Entire neighborhoods were underwater. People waited days in attics, on rooftops and on the second floors of their flooded homes with little or no food or water.
“There were families with small children who hadn’t eaten,” Lee said. “Folks who talked about bodies that they were seeing of their neighbors, the treatment that they got, describing how they were being treated by the National Guard, as if they were animals, as if they were criminals.”
The federal government’s response was slow and unorganized. For many of the city’s Black residents, Lee said, the message was clear: help wasn’t coming for them anytime soon.
The media at the time labeled Black residents seen taking items from flooded stores as looters, not survivors, he said. Law enforcement officers in a neighboring town fired warning shots over the heads of a group of Black residents just trying to escape the city. Lee said he also heard stories of vigilantes patrolling neighborhoods, shooting at anyone they didn’t recognize.
“America has never truly cared about poor Black people,” he said bluntly.
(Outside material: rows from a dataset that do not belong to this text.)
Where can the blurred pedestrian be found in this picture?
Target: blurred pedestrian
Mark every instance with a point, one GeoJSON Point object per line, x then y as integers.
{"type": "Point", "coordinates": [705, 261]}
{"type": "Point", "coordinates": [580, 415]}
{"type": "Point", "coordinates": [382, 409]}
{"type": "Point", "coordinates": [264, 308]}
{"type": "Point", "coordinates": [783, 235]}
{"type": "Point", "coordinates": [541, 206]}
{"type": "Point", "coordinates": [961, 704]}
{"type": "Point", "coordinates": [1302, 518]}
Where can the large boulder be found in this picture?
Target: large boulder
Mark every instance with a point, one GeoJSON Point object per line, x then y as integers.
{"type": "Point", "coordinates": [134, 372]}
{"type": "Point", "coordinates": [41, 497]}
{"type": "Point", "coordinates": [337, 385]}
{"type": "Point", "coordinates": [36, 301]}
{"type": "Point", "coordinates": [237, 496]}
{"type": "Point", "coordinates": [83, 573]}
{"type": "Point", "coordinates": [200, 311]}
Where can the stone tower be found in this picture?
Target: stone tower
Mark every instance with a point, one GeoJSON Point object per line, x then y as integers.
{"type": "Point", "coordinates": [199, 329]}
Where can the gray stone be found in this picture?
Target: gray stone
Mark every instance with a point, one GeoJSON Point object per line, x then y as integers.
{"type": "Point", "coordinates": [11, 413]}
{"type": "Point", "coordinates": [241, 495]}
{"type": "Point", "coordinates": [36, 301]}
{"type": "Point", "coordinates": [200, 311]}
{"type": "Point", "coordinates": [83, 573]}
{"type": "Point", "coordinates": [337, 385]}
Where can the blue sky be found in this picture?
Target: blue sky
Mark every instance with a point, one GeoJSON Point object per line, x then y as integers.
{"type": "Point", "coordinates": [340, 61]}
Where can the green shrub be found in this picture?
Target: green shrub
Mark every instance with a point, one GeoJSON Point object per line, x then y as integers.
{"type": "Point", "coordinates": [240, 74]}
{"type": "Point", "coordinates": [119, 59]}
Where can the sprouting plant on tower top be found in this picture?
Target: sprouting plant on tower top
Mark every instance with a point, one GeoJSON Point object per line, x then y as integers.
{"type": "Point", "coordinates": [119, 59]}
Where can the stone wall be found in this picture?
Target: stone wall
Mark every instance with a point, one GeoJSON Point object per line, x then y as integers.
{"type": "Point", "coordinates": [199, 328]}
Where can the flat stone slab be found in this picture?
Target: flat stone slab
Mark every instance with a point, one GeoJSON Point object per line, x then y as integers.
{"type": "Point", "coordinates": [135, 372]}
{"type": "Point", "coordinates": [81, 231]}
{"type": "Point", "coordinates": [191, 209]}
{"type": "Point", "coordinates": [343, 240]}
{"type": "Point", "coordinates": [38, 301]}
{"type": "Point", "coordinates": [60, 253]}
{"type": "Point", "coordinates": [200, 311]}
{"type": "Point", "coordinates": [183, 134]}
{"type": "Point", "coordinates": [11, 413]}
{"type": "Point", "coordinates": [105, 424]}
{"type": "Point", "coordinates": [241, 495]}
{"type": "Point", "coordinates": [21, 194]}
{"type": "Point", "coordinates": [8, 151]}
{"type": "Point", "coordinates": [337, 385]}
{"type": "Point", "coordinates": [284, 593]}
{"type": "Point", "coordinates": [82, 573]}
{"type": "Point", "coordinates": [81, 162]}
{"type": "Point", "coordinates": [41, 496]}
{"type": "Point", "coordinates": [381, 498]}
Lee, who grew up in New Jersey, said the absence of personal connections created its own burden as he navigated the tragedy without local support systems for the trauma he was experiencing.
Hurricane Katrina became a turning point for him. His career took off, and he went on to become a reporter for The New York Times. He now works as a journalist at MSNBC, where he hosts the “Into America” podcast. The show delves into the Black experience in America, exploring how politics, policy and history intersect with everyday lives. Since its launch in February 2020, “Into America” has tackled a range of topics from environmental justice in Louisiana’s Cancer Alley to the ongoing fight for reparations.
Lee talks about his time in New Orleans in a new book, “A Thousand Ways to Die: The True Cost of Violence on Black Life in America,” set for release in September. He said covering Hurricane Katrina deepened his commitment to telling stories at the intersection of race, injustice and resilience.
“We are people of great fortitude,” Lee said of African Americans. “We are people who have survived the unsurvivable.”